Should you buy stocks with low volume? ›

Trading in low-volume stocks can be very risky. Low-volume stocks typically have a daily average trading volume of 1,000 shares or fewer. They may belong to small, little-known companies that trade over-the-counter (OTC). But they can also be traded on major stock exchanges.

Why do stocks drop on low volume? ›

Key Takeaways. Low volume pullbacks occur when the price moves towards support levels on lower than average volume. Low volume pullbacks are often a sign of weak longs taking profit, but suggest that the long-term uptrend remains intact. High volume pullbacks suggest that there could be a near-term reversal.

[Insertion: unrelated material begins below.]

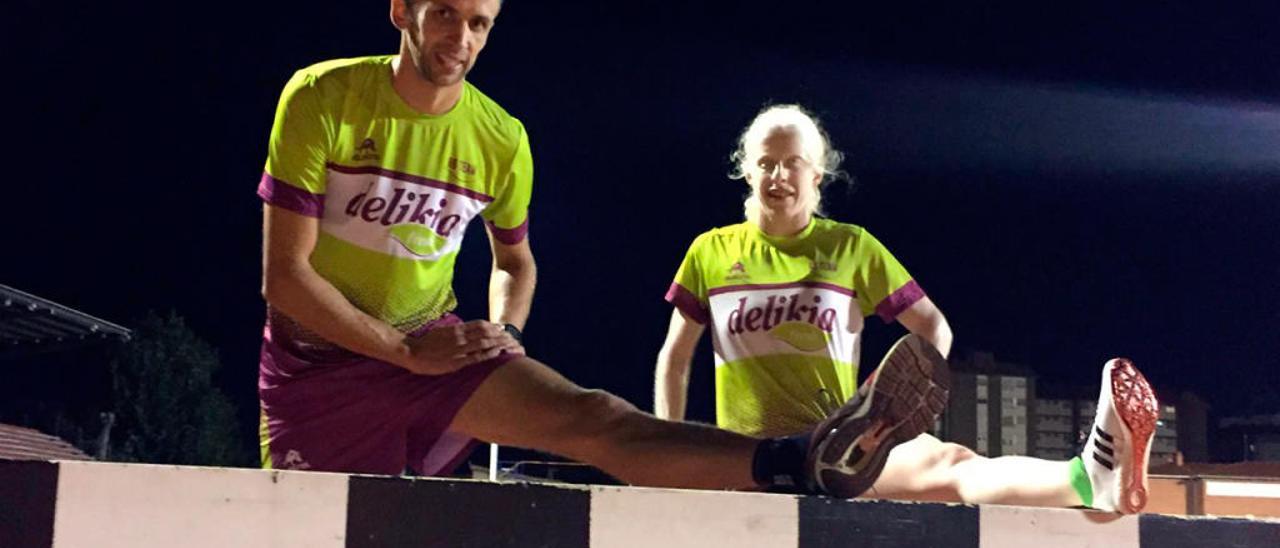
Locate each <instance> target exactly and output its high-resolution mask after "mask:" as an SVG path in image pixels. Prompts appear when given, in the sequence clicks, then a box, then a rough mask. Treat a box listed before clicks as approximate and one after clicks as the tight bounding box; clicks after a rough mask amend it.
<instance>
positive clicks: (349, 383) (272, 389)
mask: <svg viewBox="0 0 1280 548" xmlns="http://www.w3.org/2000/svg"><path fill="white" fill-rule="evenodd" d="M461 321H462V320H460V319H458V318H457V316H454V315H452V314H449V315H445V316H444V318H442V319H439V320H435V321H433V323H431V324H429V325H426V326H424V328H422V329H420V330H419V333H425V332H426V330H428V329H431V328H435V326H443V325H452V324H457V323H461ZM284 338H285V337H284V335H283V333H276V337H274V338H273V326H271V323H270V321H269V323H268V326H266V330H265V332H264V337H262V351H261V355H260V359H259V380H257V392H259V399H260V403H261V406H262V414H261V420H262V424H261V429H260V434H261V437H262V439H261V444H262V467H271V469H291V470H323V471H333V472H358V474H388V475H398V474H402V472H404V471H411V472H413V474H420V475H440V474H448V472H452V471H453V470H454V469H456V467H457V466H458V463H461V461H462V460H463V458H466V457H467V455H470V452H471V449H472V448H474V447H475V443H476V442H475V440H474V439H471V438H470V437H466V435H463V434H458V433H453V431H449V430H448V429H449V424H452V423H453V416H454V415H457V412H458V410H460V408H462V405H463V403H466V402H467V399H468V398H470V397H471V394H472V393H474V392H475V389H476V388H477V387H479V385H480V383H483V382H484V380H485V379H486V378H488V376H489V374H490V373H493V370H495V369H498V367H499V366H500V365H502V364H506V362H507V361H509V360H511V359H513V357H515V355H502V356H499V357H497V359H493V360H489V361H484V362H480V364H476V365H471V366H468V367H465V369H461V370H458V371H454V373H449V374H444V375H416V374H412V373H410V371H408V370H406V369H403V367H398V366H394V365H390V364H387V362H384V361H379V360H374V359H370V357H364V356H357V355H352V353H349V352H342V351H339V352H338V353H337V355H335V353H334V352H329V355H328V356H323V353H320V352H308V351H307V350H306V347H305V346H301V344H294V343H293V342H292V341H283V339H284ZM317 356H320V357H317Z"/></svg>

What is the minimum volume to trade stocks? ›

Thin, Low-Priced Stocks = Higher Investment Risk

To reduce such risk, it's best to stick with stocks that have a minimum dollar volume of $20 million to $25 million. In fact, the more, the better. Institutions tend to get more involved in a stock with daily dollar volume in the hundreds of millions or more.

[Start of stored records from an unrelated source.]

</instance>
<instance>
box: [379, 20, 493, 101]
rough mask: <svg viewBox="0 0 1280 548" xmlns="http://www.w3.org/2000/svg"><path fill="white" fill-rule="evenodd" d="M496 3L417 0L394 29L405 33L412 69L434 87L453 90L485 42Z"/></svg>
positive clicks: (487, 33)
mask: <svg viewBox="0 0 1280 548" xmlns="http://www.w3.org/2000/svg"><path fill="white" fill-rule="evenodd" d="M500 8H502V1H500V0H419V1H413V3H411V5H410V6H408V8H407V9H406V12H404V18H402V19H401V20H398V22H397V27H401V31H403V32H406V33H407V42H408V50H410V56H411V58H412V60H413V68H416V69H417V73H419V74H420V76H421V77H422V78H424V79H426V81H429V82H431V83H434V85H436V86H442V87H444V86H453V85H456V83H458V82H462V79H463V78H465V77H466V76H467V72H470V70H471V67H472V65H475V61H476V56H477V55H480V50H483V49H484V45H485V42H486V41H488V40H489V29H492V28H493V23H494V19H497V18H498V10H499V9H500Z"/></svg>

What is the average daily trading volume? ›

Average daily trading volume (ADTV) is the average number of shares traded within a day in a given stock.

Which volume indicator is best? ›

The best volume indicator in forex is the On-Balance Volume indicator since it gives close to the most accurate feedback after testing significant highs and lows in the market.

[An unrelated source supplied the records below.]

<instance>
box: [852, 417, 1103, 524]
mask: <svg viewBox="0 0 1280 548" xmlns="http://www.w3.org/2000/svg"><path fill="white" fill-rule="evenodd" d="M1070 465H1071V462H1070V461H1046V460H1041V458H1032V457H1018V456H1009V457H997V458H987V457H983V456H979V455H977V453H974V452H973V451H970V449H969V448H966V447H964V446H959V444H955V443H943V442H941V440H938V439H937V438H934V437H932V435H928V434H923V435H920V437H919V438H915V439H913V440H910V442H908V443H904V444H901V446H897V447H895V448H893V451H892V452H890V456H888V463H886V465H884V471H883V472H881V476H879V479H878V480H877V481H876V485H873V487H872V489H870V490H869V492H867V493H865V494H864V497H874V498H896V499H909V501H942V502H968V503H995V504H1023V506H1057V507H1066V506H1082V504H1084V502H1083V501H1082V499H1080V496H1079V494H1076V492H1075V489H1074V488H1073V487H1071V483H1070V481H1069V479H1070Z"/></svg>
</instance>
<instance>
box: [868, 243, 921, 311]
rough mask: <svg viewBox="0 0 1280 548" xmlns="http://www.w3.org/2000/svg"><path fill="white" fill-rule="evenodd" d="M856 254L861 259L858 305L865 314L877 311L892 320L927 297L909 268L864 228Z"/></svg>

Why are small stocks risky? ›

lliquidity risk — The shares of smaller companies are less liquid than shares of their larger peers. They also have higher insider ownership, leaving a smaller free-float for external shareholders.

What is the lowest risk type of stock? ›

Types of low-risk investments
  • Short-term certificates of deposit. ...
  • Money market funds. ...
  • Treasury bills. ...
  • Treasury notes. ...
  • Treasury bonds. ...
  • Treasury Inflation-Protected Securities. ...
  • Corporate bonds. ...
  • Dividend-paying stocks. While dividend-paying stocks are popular among investors, there's no such thing as a truly low-risk stock.
Apr 3, 2024

Which trading has lowest risk? ›

Money Market Mutual Funds

Money market mutual funds invest in various fixed-income securities with short maturities and very low credit risks. They tend to pay a modest amount of interest, but unlike other kinds of mutual funds there's very little chance to make money from appreciation.

Why is it called a dead cat bounce? ›

In finance, a dead cat bounce is a small, brief recovery in the price of a declining stock. Derived from the idea that "even a dead cat will bounce if it falls from a great height", the phrase is also popularly applied to any case where a subject experiences a brief resurgence during or following a severe decline.

Is it better to buy stocks with high volume or low volume? ›

Many long term investors, for example, institutional investors like mutual funds prefer stocks with higher volumes. Intraday traders, who have to square-off their position in a relatively much shorter time span, look for stocks with high trading volumes.

What are the disadvantages of low liquidity? ›

Limited Investment Opportunities: Finally, low liquidity can limit investment opportunities for traders. In a market with low liquidity, there may be fewer opportunities to find undervalued assets or to capitalize on market inefficiencies. This can limit the potential returns for traders and investors.

How does volume affect trading? ›

A stock's volume is the number of shares traded in a given period. Traders and investors use the metric to gauge the interest in a security to help them make trading decisions. When trading volume is up—whether it's buying or selling volume—it means the security is gaining attention and trading activity is increasing.

How does trading volume affect the stock market? ›

Volume measures the number of shares traded in a stock or contracts traded in futures or options. Volume can indicate market strength, as rising markets on increasing volume are typically viewed as strong and healthy. When prices fall on increasing volume, the trend is gathering strength to the downside.

Does trading volume affect price? ›

Trading volume in itself doesn't affect stock price directly, but it does have a huge impact on the way that shares move. Investors who look at thinly traded stocks need to be aware of the heightened volatility involved before they buy.